No medication can fix a structurally damaged aortic valve. When stenosis or regurgitation becomes severe enough to cause symptoms or weaken the heart’s pumping ability, the valve needs to be replaced. There are two main approaches: open-heart surgery to swap the valve directly, or a less invasive catheter-based procedure where a new valve is threaded through a blood vessel (usually in the groin) and placed inside the old one.

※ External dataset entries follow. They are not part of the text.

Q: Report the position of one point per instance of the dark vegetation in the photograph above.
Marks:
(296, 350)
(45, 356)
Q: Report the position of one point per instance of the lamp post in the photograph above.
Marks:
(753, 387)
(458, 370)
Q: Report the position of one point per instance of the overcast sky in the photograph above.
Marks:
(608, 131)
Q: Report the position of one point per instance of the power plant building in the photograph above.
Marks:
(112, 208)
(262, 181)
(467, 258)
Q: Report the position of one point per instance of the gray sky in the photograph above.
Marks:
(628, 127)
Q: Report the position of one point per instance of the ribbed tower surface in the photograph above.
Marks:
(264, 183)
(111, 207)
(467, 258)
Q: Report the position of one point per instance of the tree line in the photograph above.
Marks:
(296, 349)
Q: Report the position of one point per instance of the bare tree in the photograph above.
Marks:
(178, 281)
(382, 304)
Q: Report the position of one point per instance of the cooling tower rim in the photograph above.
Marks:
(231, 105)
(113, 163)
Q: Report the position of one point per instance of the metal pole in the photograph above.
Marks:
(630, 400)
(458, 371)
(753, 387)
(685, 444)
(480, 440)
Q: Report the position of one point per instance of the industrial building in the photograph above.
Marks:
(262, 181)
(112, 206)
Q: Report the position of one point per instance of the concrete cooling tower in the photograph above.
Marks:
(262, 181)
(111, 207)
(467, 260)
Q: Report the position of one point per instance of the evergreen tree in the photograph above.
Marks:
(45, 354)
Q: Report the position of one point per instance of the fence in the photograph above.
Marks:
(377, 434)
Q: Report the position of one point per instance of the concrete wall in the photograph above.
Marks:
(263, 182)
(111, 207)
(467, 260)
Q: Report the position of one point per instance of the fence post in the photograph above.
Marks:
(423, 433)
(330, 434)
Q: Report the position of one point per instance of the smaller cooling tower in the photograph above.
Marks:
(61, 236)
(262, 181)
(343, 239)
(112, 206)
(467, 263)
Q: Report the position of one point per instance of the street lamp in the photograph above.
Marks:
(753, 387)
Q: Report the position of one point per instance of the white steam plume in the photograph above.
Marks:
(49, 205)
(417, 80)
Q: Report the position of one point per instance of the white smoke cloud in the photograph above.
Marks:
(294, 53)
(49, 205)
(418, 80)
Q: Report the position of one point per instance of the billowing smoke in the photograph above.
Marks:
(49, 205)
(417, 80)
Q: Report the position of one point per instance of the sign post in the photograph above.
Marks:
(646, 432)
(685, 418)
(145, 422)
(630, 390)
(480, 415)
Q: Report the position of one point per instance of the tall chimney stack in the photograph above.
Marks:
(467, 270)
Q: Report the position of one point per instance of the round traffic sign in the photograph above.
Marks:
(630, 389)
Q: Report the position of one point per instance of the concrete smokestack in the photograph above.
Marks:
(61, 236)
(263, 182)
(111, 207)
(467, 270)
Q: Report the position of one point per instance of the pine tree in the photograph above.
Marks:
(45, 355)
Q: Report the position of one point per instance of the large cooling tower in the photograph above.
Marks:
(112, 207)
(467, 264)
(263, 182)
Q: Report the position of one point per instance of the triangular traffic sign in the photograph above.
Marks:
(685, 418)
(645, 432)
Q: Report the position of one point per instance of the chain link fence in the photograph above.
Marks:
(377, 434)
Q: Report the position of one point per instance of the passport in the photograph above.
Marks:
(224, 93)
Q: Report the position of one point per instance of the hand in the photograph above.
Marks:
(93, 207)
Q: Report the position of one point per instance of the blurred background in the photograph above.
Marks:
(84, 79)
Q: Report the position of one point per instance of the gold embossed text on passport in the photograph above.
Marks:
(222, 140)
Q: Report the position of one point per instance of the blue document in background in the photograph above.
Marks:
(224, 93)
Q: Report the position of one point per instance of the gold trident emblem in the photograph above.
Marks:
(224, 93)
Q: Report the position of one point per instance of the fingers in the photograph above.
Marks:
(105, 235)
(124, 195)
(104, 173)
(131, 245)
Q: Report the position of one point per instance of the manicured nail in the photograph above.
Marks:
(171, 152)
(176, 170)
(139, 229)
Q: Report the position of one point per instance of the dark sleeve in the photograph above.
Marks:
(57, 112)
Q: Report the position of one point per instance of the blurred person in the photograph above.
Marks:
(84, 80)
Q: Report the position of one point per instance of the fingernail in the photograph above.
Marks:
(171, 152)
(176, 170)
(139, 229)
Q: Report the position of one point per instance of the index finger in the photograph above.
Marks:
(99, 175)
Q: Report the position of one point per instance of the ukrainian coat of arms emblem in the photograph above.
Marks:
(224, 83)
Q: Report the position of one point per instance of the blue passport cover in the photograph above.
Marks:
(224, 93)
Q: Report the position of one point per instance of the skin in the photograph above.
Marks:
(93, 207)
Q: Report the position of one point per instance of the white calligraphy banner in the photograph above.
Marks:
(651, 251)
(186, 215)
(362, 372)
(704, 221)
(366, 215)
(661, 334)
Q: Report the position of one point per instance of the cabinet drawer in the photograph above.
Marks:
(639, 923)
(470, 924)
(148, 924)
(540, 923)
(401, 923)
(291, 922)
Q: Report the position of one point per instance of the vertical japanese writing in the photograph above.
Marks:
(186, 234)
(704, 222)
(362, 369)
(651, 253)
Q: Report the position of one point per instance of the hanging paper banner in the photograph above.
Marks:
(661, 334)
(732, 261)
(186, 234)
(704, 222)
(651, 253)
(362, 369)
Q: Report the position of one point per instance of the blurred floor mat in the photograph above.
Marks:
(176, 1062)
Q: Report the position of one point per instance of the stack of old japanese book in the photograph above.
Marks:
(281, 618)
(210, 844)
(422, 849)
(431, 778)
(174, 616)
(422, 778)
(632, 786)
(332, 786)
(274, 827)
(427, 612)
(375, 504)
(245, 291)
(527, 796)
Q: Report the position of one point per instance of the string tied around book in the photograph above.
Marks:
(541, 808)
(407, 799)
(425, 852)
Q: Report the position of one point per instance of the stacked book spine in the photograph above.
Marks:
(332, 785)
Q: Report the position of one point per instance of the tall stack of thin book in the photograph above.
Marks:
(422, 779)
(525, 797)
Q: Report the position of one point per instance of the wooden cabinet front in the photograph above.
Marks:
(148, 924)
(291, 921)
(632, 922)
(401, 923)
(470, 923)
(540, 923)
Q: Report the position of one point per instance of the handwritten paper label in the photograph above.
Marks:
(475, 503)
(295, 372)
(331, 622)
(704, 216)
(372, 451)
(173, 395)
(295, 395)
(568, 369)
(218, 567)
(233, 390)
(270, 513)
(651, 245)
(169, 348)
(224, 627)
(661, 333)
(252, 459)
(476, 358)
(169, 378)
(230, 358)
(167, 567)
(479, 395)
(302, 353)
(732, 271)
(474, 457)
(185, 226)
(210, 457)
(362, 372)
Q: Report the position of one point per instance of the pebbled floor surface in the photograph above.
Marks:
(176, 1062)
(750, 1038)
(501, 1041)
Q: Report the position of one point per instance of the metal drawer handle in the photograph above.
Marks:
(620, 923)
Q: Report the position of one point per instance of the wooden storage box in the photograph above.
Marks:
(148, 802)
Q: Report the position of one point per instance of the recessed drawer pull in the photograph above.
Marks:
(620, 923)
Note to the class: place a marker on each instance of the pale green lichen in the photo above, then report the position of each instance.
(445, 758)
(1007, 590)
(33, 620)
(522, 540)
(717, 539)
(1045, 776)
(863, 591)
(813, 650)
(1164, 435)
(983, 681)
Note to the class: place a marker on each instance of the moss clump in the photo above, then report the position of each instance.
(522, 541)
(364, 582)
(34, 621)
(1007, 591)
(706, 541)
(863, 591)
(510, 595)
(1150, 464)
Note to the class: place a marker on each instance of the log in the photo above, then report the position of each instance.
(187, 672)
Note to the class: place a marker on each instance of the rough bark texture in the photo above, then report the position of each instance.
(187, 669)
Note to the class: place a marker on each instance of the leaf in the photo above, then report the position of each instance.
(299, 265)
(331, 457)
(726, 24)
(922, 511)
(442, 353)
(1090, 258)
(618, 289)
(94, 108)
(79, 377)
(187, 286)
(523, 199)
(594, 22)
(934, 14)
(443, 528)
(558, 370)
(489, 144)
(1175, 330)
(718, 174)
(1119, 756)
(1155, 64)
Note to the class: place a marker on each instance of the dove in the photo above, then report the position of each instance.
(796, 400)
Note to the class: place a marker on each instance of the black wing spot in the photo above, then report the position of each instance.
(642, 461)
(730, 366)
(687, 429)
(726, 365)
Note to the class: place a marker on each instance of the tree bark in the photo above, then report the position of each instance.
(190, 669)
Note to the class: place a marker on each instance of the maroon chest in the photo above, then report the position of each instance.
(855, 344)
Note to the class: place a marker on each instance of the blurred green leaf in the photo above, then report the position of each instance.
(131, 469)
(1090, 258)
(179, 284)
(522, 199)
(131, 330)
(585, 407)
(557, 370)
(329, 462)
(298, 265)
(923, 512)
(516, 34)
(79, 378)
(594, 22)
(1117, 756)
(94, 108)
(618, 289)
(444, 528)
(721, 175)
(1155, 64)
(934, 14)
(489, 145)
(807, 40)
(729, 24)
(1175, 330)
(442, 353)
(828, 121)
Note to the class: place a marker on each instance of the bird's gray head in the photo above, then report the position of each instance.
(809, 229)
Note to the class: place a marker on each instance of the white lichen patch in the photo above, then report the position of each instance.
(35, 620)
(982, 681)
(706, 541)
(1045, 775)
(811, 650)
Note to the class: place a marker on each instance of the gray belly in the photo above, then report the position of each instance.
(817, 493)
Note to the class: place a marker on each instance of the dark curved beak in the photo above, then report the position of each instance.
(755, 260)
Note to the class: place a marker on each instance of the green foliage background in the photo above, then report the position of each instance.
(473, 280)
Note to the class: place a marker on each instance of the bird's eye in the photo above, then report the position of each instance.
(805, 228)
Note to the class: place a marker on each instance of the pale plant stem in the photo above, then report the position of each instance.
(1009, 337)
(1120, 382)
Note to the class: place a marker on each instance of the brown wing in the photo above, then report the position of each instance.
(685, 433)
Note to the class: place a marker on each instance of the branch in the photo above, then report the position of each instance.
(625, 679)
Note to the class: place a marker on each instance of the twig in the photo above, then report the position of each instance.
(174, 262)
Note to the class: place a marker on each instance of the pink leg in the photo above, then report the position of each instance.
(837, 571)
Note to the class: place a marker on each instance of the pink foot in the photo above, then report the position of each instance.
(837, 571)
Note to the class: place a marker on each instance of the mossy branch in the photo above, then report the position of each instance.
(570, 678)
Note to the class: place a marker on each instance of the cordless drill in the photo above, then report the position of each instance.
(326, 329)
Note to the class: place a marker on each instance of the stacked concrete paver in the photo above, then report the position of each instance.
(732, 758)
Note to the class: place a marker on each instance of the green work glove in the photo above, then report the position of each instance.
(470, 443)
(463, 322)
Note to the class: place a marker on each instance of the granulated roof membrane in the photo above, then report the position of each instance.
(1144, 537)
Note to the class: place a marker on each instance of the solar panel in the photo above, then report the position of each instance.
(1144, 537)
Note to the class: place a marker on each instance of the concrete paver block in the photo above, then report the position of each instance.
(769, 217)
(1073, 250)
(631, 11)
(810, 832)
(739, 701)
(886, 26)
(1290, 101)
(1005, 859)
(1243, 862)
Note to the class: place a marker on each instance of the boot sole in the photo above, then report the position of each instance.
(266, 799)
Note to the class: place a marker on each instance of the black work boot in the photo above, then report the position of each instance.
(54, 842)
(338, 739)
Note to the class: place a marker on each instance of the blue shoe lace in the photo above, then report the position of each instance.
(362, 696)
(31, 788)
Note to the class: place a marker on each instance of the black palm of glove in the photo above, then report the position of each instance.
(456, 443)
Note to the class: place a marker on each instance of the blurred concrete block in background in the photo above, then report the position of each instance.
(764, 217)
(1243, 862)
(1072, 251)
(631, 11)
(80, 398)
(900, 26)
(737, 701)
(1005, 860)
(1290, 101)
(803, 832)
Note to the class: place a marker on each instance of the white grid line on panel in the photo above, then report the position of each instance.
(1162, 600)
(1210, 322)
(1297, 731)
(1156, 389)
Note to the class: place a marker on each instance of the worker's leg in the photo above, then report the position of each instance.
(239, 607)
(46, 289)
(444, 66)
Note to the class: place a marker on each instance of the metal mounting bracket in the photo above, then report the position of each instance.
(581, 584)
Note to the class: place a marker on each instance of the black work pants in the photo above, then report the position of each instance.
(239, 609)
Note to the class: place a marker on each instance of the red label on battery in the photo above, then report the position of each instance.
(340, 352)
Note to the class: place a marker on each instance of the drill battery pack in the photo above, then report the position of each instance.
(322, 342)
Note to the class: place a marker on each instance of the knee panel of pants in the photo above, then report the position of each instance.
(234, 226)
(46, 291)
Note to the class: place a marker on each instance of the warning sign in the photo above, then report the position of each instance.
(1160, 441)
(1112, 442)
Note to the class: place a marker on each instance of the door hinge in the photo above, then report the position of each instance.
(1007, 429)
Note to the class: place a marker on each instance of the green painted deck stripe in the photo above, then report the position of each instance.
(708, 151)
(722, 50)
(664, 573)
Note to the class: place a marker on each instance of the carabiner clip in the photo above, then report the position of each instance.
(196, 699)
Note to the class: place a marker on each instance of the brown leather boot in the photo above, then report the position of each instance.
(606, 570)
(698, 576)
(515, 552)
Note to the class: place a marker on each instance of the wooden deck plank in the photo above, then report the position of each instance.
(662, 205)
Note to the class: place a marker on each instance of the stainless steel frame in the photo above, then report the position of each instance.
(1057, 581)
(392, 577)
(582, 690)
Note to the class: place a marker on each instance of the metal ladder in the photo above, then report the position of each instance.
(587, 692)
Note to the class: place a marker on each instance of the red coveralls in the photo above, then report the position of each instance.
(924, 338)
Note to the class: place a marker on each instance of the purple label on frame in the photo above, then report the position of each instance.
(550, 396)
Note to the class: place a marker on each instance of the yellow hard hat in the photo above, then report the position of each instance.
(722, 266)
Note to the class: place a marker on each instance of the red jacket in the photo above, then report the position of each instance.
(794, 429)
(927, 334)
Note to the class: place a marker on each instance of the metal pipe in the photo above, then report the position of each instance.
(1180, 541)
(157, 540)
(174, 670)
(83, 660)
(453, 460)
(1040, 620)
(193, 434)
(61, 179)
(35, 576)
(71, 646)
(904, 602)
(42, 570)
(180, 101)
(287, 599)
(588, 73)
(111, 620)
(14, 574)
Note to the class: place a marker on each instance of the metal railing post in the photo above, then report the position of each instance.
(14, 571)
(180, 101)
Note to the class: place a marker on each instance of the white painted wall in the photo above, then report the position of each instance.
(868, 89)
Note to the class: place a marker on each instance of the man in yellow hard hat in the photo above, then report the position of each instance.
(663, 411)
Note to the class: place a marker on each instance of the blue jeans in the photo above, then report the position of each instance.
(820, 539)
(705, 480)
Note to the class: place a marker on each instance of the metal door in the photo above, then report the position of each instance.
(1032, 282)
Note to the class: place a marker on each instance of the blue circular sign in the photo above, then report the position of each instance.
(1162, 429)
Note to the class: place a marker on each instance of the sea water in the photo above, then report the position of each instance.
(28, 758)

The catheter approach was originally reserved for patients too frail for open-heart surgery but is now used in a broader range of patients. Current guidelines recommend that younger patients, generally under 65, still lean toward surgical replacement because the long-term durability data for surgically implanted valves is more established. For older patients or those with significant health conditions, the catheter-based option offers a shorter recovery with less physical trauma. The decision involves weighing the type of replacement valve (mechanical valves last longer but require lifelong blood thinners, while tissue valves eventually wear out), the patient’s age, and overall health.

Recovery from the catheter-based procedure typically involves a hospital stay of one to three days, with most people returning to normal activities within a couple of weeks. Open-heart surgery requires a longer recovery, often six to eight weeks before you feel like yourself again, with restrictions on lifting and driving during that period.